FINRA Continues to Meet Out Punishment for Unsuitable Sales of GWG Secured Debentures

On July 20, 2017, FINRA’s appeals body, the National Adjudicatory Council, upheld a hearing panel’s decision to bar David Escarcega from the securities brokerage industry. The hearing panel found that Escarcega, a former registered representative of Center Street Securities, Inc. (CRD#:26898), willfully made materially false and misleading statements in connection with seven customers’ purchases of GWG debentures, and made unsuitable recommendations in connection with a further 12 customers’ purchases of the debentures. The aggregate amount of the fraudulently-procured and unsuitable investments exceeded $2 million.

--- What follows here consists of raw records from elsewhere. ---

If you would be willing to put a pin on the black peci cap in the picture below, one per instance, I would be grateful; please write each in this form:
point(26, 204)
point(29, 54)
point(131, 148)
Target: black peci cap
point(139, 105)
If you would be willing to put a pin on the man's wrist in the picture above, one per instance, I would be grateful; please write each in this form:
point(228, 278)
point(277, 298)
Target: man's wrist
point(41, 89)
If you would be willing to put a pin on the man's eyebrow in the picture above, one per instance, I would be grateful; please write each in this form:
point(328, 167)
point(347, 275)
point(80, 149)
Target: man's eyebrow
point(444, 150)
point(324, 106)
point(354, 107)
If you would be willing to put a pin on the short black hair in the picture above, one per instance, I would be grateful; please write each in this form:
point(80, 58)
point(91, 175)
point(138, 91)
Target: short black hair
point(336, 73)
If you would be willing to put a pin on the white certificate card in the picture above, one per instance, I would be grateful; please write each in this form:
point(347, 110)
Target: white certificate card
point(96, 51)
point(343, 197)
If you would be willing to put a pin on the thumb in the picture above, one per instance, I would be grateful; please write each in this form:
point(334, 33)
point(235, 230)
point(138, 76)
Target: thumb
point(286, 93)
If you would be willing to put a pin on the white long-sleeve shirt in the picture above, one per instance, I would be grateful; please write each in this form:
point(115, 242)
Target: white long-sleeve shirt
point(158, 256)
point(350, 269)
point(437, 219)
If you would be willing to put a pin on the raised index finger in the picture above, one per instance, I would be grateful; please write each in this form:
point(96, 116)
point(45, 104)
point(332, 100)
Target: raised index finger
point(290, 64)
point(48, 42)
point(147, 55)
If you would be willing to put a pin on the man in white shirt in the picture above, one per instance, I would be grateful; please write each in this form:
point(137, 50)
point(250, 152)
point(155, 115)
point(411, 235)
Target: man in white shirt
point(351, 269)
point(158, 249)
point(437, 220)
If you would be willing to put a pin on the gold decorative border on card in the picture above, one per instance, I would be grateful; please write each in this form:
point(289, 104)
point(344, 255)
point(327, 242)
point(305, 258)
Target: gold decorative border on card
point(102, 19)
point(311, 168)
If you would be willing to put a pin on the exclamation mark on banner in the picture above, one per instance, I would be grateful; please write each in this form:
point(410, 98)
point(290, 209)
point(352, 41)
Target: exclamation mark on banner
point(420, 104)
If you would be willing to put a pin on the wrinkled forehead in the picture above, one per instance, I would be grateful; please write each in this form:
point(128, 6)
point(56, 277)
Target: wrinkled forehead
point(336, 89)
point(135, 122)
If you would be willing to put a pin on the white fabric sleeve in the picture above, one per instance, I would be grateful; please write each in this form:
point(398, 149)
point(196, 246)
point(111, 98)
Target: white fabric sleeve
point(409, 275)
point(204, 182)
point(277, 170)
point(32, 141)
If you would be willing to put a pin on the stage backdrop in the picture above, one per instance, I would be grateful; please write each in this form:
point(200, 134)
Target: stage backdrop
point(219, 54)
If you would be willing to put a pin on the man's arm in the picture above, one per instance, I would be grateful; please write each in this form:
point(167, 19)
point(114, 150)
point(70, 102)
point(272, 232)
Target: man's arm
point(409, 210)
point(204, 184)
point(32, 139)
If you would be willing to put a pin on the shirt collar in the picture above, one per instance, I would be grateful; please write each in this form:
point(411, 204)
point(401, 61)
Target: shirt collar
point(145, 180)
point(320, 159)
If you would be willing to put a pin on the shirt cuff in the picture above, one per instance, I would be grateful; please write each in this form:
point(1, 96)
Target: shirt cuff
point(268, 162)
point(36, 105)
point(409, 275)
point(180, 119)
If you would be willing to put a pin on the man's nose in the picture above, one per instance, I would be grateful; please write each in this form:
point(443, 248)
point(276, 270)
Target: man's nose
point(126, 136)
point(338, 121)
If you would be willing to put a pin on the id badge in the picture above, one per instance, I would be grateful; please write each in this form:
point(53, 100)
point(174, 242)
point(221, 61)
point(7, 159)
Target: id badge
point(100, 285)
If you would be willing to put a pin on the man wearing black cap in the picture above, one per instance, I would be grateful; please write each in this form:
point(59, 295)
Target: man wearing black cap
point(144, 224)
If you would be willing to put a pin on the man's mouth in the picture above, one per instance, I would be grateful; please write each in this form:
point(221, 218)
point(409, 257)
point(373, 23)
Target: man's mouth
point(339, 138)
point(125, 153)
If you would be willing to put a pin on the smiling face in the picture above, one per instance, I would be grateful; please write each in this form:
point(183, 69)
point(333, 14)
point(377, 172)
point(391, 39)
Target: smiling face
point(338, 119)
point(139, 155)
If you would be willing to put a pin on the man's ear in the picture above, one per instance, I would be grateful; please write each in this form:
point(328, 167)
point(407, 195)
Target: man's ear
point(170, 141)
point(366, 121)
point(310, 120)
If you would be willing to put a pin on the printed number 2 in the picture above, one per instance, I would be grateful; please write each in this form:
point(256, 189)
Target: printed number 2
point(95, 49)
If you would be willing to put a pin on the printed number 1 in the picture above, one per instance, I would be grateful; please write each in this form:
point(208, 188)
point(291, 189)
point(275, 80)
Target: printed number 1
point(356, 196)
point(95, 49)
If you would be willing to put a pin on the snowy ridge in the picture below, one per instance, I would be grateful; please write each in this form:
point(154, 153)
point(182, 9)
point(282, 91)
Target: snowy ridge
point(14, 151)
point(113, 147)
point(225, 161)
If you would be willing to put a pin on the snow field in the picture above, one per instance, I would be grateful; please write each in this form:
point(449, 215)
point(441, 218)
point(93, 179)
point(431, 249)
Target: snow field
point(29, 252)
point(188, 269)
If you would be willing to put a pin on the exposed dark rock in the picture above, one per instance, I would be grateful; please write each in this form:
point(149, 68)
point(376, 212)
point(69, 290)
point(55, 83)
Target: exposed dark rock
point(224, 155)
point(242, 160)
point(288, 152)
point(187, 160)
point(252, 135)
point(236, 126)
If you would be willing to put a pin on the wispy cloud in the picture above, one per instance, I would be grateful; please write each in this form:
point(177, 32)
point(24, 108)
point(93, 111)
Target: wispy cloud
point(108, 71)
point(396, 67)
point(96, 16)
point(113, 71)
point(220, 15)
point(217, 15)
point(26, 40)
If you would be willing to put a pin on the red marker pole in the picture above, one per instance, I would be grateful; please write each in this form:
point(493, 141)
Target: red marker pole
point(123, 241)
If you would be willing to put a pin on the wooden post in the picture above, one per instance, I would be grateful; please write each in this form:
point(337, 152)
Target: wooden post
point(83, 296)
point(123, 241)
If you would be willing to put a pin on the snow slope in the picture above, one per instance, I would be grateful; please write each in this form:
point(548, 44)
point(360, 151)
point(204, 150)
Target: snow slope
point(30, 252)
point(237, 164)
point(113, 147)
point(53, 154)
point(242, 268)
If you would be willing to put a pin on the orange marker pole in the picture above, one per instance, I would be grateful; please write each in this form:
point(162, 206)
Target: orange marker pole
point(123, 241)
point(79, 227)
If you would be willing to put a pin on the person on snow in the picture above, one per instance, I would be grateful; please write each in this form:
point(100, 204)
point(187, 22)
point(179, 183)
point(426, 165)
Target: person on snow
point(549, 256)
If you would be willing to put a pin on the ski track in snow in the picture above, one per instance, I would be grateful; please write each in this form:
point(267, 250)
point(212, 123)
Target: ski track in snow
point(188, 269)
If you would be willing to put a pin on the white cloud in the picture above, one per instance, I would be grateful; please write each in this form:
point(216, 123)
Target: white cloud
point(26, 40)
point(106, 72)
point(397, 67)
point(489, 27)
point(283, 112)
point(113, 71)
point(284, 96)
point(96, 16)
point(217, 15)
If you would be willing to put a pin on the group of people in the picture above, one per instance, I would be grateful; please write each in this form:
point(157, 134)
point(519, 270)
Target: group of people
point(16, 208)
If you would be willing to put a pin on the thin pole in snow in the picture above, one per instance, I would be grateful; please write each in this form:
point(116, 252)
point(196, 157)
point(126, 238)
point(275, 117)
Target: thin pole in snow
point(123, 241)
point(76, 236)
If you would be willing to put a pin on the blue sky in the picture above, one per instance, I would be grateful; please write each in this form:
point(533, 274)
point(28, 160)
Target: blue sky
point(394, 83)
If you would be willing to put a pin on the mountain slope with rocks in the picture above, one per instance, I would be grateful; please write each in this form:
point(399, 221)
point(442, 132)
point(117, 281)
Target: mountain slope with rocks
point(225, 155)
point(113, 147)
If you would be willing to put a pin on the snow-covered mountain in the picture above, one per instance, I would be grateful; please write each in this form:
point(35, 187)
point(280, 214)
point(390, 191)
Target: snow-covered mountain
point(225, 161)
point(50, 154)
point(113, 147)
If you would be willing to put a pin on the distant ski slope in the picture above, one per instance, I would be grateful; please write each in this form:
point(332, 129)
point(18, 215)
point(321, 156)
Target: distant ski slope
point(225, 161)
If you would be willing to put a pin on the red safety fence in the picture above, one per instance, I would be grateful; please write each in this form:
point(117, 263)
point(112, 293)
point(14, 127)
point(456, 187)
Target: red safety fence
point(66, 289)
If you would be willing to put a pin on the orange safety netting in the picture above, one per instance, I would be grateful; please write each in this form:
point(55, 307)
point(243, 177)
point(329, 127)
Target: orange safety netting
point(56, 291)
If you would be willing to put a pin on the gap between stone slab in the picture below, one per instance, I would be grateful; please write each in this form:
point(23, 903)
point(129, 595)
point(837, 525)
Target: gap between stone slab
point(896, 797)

In 2014, Center Street Securities was fined and censured for making unsuitable recommendations of the illiquid and high-risk GWG Debentures to conservative investors, and for failing to reasonably supervise the sales of the debentures. Center Street began selling the Debentures to its customers in February 2012, and over the next 18 months, sold them to 269 customers.

Center Street was one of several broker-dealers involved in the sale of GWG securities. Other firms who have been either directly sanctioned or whose securities agents have been sanctioned by FINRA in connection with sales of GWG Debentures include Arque Capital, Allied Beacon Partners, 79 Capital Partners, and Freedom Investors Corp.